When We Were Outlaws also tells the story of the first national gay strike, when lesbians -- joined by the Effeminists (a group of anti-sexist men from the Gay Liberation Front who focused their energies on feminist activism) -- struck the young Los Angeles Gay Community Service Center after the Center's male board of directors fired 16 employees, with no warning, simply because the employees supported the concept that lesbians as well as gay men should be on the board of directors. This famous struggle brought Jeanne into conflict with the most powerful gay man in Los Angeles, Morris Kight, the leader of the city's gay movement, founder of the Center, and Cordova's mentor. Knight was a man she considered her "political godfather."
What makes the memoir so compelling is that it is also a love story, a beautiful and sometimes tragic tale about Jeanne's coming to terms with the first great love of her life, Rachel--alongside of her concomitant dedication to a fledgling concept, a lesbian and gay civil rights movement, in which she was becoming a leader. This sweeping memoir depicts a young activist torn between her personal life and political goals. One of the unusual things about her writing is the vivid way she brings scenes alive with dialogue. They are like overhearing conversations with friends, lovers, and other famous activists.
Cordova was a journalist, an activist, and a lover who, like others in her generation, believed, that polyamory and non-monogamous relationships could work. She has the courage to open up her private life, the strengths and weaknesses, internal pains, and mistakes that took her to dark places -- and her expert writing ability takes us every step along the way.

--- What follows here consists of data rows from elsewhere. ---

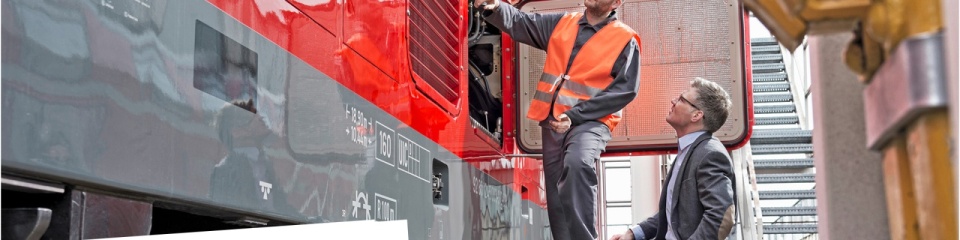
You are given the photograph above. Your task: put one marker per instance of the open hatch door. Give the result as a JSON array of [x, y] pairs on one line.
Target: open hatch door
[[681, 39]]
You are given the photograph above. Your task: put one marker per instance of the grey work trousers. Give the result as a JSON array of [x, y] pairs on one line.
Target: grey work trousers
[[570, 173]]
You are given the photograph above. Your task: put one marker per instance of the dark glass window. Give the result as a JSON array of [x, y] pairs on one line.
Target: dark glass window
[[223, 67]]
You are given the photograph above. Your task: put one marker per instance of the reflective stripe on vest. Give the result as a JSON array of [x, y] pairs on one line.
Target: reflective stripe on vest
[[588, 75]]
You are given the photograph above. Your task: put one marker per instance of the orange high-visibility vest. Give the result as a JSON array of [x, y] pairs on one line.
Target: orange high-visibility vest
[[588, 75]]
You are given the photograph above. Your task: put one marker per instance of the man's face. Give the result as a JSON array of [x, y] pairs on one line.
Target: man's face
[[602, 5], [683, 109]]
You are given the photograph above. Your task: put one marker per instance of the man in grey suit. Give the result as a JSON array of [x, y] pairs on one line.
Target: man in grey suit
[[697, 201]]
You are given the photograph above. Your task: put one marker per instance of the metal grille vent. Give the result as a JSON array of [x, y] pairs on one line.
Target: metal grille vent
[[434, 46]]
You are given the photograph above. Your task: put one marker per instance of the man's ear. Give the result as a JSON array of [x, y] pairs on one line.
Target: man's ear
[[697, 116]]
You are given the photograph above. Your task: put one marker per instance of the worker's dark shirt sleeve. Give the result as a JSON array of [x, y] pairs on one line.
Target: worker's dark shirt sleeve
[[533, 29], [623, 89]]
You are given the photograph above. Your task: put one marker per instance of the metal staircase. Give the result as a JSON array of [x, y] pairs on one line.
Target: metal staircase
[[782, 152]]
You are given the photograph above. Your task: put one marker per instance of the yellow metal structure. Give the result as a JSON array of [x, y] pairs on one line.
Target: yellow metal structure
[[921, 194], [898, 182], [882, 24]]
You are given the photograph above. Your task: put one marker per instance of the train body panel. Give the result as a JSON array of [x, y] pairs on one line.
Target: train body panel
[[271, 112]]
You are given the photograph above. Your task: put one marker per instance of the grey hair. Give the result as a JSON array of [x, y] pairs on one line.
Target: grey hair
[[713, 101]]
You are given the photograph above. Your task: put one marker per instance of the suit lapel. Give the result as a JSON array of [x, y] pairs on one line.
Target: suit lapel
[[687, 160]]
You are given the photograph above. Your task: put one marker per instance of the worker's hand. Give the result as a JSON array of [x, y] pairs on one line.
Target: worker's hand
[[487, 4], [562, 124], [626, 236]]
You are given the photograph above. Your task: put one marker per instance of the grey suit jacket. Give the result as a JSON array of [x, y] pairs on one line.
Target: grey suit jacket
[[702, 196]]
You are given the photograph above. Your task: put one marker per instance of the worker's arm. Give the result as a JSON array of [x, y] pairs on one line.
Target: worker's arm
[[620, 92], [533, 29]]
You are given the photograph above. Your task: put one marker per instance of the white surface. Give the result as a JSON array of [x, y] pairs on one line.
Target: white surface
[[337, 230]]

This book, novelized non-fiction, is a major literary accomplishment. It should cross over into the mainstream because it is takes place at the nexus of the New Left, women's liberation, gay liberation, and the lesbian feminist movements -- a seldom written about time period, and an intersection that embroiled hundreds of thousands of Americans.
And of course everyone wants to read a great love story.

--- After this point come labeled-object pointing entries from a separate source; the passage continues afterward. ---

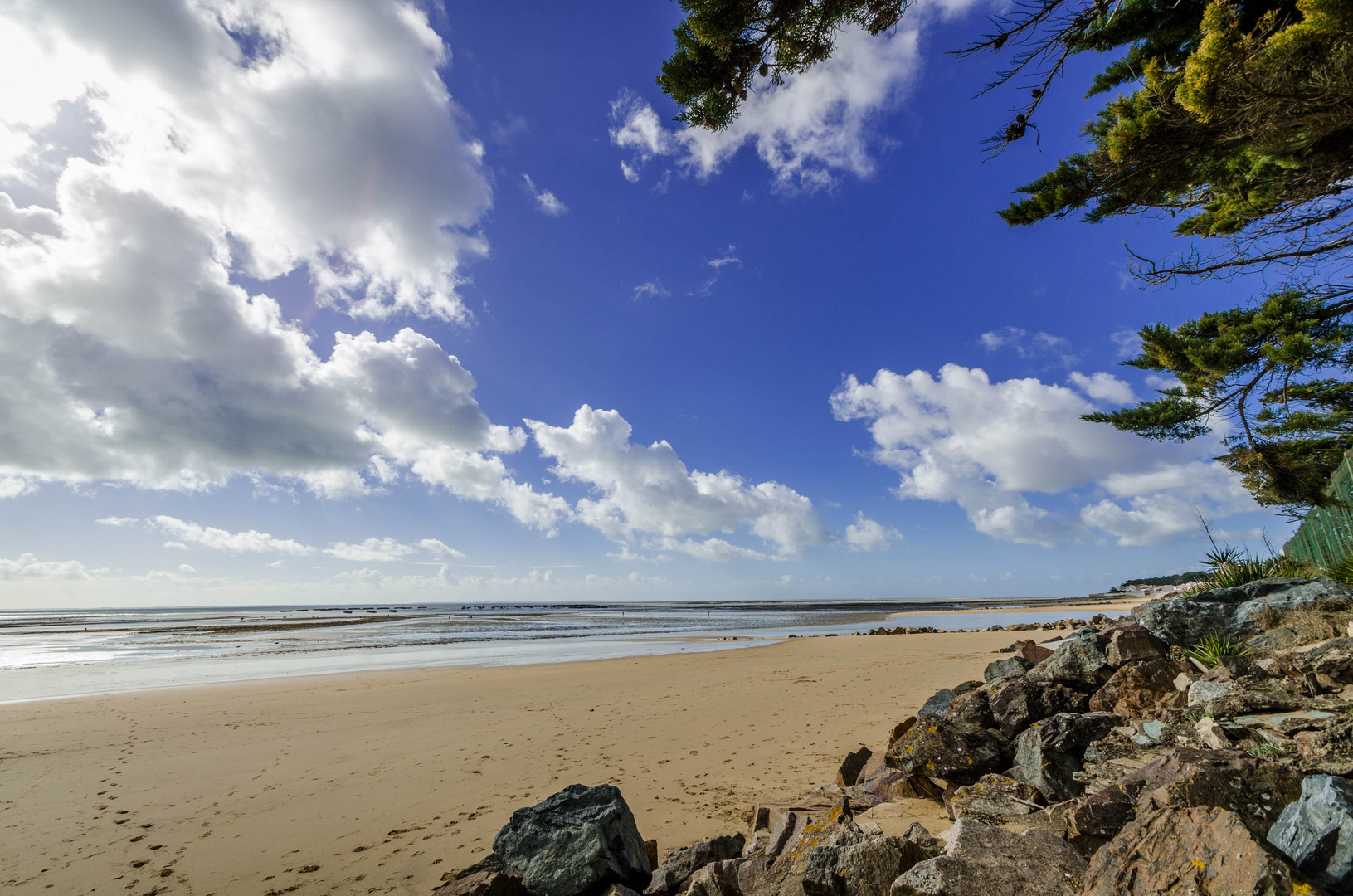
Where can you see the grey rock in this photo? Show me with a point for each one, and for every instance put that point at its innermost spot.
(716, 879)
(990, 861)
(575, 840)
(937, 704)
(1078, 660)
(1072, 733)
(1316, 833)
(1132, 643)
(1203, 692)
(1203, 850)
(849, 774)
(1005, 669)
(1020, 703)
(953, 750)
(975, 709)
(788, 830)
(1234, 611)
(995, 797)
(675, 870)
(1050, 772)
(861, 869)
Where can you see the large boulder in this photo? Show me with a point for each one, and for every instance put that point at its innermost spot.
(859, 869)
(943, 748)
(1132, 643)
(975, 709)
(486, 877)
(577, 840)
(1253, 789)
(1136, 688)
(1050, 772)
(681, 864)
(1078, 660)
(1331, 662)
(1020, 703)
(1235, 611)
(1316, 833)
(992, 861)
(1196, 850)
(993, 799)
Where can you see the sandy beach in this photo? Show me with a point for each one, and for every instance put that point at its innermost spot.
(382, 782)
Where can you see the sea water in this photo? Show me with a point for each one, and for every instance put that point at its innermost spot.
(62, 654)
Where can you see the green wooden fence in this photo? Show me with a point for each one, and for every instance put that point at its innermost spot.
(1326, 535)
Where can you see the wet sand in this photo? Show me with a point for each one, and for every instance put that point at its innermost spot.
(382, 782)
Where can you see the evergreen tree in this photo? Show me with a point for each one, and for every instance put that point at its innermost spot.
(1234, 117)
(1276, 373)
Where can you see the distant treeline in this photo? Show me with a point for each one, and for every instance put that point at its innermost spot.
(1168, 580)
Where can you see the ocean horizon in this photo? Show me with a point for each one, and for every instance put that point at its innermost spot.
(49, 654)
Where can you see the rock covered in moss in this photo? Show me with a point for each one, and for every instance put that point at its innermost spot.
(945, 748)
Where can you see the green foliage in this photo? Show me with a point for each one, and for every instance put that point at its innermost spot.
(1341, 572)
(1168, 580)
(724, 45)
(1264, 750)
(1211, 649)
(1278, 371)
(1243, 129)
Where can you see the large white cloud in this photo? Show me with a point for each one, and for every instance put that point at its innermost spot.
(984, 446)
(167, 149)
(649, 492)
(310, 132)
(810, 130)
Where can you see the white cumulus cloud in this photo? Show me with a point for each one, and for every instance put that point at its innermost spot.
(30, 567)
(546, 201)
(988, 446)
(216, 539)
(869, 535)
(164, 156)
(649, 492)
(808, 132)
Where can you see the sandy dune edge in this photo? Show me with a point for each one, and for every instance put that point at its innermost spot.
(386, 780)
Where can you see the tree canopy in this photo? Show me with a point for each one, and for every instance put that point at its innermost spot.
(1276, 373)
(1232, 117)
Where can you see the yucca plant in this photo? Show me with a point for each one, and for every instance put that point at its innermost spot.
(1264, 750)
(1341, 572)
(1211, 649)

Cordova has written two previous books (Kicking The Habit, and Sexism; It's a Nasty Affair) and her essays have appeared in numerous award-winning LBGTQ anthologies, such as Lesbian Nuns, Breaking the Silence, and The Persistent Desire: A Femme-Butch Reader.
ROBIN
TYLER produced the main stages of the first three National LGBT Marches
on Washington, 25 Women's Music and Comedy Festivals,
and along with her wife, Diane Olson, was the first lesbian plaintiff in
the lawsuit that brought marriage equality to California.